Поскольку со всех сторон возобновились крики, мы считали более безопасным оставаться в «Мангроуве». Хотя стоявшие в оцеплении полицейские были явно настроены на стычку, Мэри казалась вполне довольной и охотно общалась с «мангроувцами». Кто-то из наших предложил поиграть в карты. Немного погодя начался один из самых поразительных ритуалов, которые мне приходилось наблюдать начиная с пятидесятых годов, а ведь я был свидетелем многих демонстраций и волнений и в Лондоне, и в Париже. Пока люди в «Мангроуве» мирно обедали и вели добропорядочные беседы, ряды полицейских продолжали прибывать, так что в конце концов в окна не было видно уже ничего, кроме шлемов, щитов и дубинок. Потом, явно по сигналу, полицейские начали ритмично стучать по щитам своими дубинками, словно готовясь к бою, и явно пытались спровоцировать нас на попытку их атаковать. А Элтон, с которым мы сидели за одним столом, покуривая траву и иногда помахивая рукой полицейским, пошутил:

— До чего эти туземцы неугомонны!

Мэри все это по-прежнему забавляло и удивляло, и хотя она ничего не знала о недавних событиях в Ноттинг-Хилле — расистских кампаниях полиции против «Мангроува» и черных активистов, ей вскоре стало очевидно, что полиция хочет силой втянуть в драку тех, кого в прессе обзывали анархистами-головорезами. Монотонный стук дубинок по щитам заглушил беспорядочные звуки насилия, вой полицейских свистков и сирен. Тут кто-то включил в ресторане усилитель, и тогда мы услышали, как голос Боба Марли вступил в соревнование с полицейскими. Это напомнило мне один их старых фильмов Джона Форда, где Ч. Обри Смит заводит граммофон, чтобы заглушить бой тамтамов. Мне пришло в голову, что полицейские выбивают дубинками тот же самый ритм, какой обычно выбивают ладонями толпы футбольных фанатов. Иногда они вдруг останавливались, чтобы посовещаться со своим начальством, и тогда смутные тени газетчиков и фотокорреспондентов, точно шакалы, начинали рыскать туда-сюда в ожидании, когда же начнется бойня. Потом стук дубинок по-щитам возобновлялся. И в сумерках, когда мы провожали Мэри к Колвиль-Террас, где находилась моя квартира, этот стук так и не прекратился. Остальные события мы наблюдали по телевизору. Из телевизионных сообщений следовало, что волнениями охвачено по крайней мере пол-Лондона и что все черное население схватилось за оружие, чтобы перебить полицейских. «Империализм не думает умирать, — пришло мне тогда в голову. — И даже не пытается сменить свои методы».

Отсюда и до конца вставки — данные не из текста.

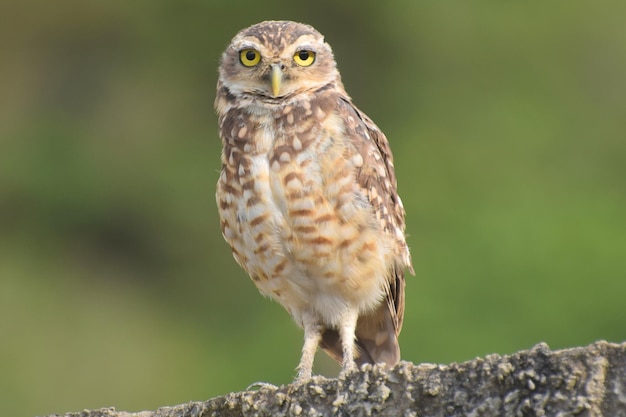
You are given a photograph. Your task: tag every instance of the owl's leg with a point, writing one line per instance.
(347, 329)
(312, 336)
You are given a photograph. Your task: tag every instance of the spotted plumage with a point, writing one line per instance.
(307, 194)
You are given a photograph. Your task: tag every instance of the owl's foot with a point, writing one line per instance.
(255, 386)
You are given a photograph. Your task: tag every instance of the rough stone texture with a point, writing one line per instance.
(589, 381)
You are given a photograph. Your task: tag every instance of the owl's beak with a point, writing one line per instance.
(277, 79)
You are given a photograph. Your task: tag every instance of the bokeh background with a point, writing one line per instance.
(508, 124)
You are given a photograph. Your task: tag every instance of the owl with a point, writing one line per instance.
(307, 195)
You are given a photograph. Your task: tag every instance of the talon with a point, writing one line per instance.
(260, 386)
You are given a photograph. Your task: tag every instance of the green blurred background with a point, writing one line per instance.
(508, 124)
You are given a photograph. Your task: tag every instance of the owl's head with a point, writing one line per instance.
(277, 59)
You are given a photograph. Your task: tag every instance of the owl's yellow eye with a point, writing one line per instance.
(249, 57)
(304, 58)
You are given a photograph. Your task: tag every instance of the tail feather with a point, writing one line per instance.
(376, 339)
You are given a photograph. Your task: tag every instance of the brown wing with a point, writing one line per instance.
(376, 333)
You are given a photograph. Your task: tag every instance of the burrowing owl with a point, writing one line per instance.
(307, 195)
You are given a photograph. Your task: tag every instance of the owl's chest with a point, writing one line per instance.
(294, 217)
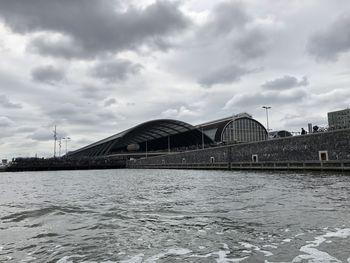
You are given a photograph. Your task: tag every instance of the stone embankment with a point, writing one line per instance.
(41, 164)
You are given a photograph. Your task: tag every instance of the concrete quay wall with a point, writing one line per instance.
(333, 147)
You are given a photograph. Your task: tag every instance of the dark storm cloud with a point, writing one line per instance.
(332, 42)
(86, 28)
(224, 75)
(6, 103)
(286, 82)
(114, 71)
(47, 74)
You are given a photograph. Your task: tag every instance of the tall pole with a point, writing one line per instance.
(146, 149)
(55, 139)
(59, 146)
(66, 141)
(267, 117)
(202, 139)
(168, 144)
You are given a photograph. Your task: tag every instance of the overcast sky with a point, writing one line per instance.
(95, 68)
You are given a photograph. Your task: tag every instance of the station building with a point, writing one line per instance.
(339, 119)
(165, 135)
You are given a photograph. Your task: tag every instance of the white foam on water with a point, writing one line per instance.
(315, 255)
(342, 233)
(172, 251)
(287, 240)
(28, 259)
(270, 246)
(256, 248)
(66, 259)
(135, 259)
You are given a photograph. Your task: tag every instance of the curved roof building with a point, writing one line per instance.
(239, 128)
(151, 136)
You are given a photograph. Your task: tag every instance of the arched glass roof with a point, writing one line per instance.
(148, 131)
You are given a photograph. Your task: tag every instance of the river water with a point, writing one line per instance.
(133, 216)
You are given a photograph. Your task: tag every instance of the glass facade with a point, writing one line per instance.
(244, 130)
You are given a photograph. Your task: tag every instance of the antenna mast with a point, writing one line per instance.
(55, 139)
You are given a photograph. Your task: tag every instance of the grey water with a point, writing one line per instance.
(135, 216)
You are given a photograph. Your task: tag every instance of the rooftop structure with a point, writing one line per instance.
(339, 119)
(234, 129)
(161, 136)
(152, 136)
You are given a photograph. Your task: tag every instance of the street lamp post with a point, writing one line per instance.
(267, 117)
(66, 139)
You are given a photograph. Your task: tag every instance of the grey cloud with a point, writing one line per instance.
(47, 74)
(224, 75)
(93, 92)
(225, 17)
(252, 43)
(110, 102)
(90, 28)
(45, 135)
(332, 42)
(5, 122)
(114, 71)
(78, 115)
(254, 100)
(5, 102)
(286, 82)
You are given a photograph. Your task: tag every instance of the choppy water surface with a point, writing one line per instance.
(174, 216)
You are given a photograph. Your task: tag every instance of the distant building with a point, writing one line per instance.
(166, 135)
(238, 128)
(339, 119)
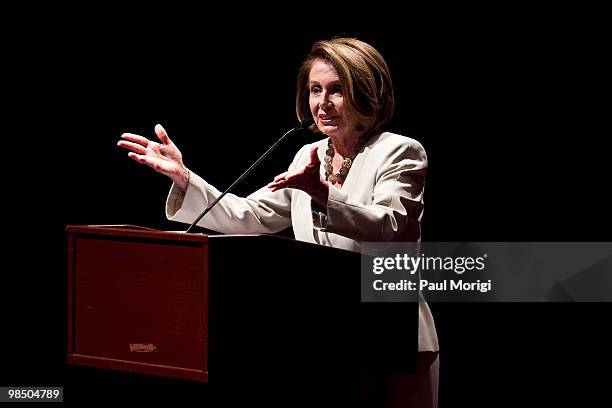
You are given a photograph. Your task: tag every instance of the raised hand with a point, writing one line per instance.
(164, 157)
(306, 178)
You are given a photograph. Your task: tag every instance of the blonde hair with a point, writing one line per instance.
(365, 77)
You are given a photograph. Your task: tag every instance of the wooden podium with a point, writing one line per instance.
(190, 306)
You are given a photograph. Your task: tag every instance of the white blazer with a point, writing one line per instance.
(381, 200)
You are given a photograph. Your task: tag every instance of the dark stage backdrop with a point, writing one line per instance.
(506, 100)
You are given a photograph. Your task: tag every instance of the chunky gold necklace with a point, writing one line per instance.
(346, 163)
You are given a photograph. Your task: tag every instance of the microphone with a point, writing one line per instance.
(304, 124)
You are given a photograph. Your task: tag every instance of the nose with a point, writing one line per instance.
(324, 102)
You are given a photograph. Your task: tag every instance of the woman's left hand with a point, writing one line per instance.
(306, 178)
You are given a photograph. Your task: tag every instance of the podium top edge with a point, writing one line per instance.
(135, 231)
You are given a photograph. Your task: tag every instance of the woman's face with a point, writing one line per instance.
(327, 102)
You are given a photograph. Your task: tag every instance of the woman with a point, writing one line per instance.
(358, 184)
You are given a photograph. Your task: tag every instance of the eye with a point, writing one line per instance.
(336, 89)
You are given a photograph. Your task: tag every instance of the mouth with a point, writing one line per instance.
(326, 119)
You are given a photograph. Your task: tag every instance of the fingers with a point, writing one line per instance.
(162, 135)
(143, 160)
(135, 147)
(281, 176)
(143, 141)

Я пошел проводить Мэри до Ноттинг-Хилл-Гейт, где она должна была сесть на автобус и поехать к себе в Хаммерсмит. Когда мы поднимались по Портобелло-роуд, нам навстречу с холма спускались сотни людей, и это были в основном пьяные белые юнцы, которые просто жаждали ввязаться в любую драку, какая только возможна. Мы увидели двух констеблей, за которыми гналась шайка каких-то парней — мигом разбежавшаяся, когда из ближайшей подворотни возникла целая свора полицейских.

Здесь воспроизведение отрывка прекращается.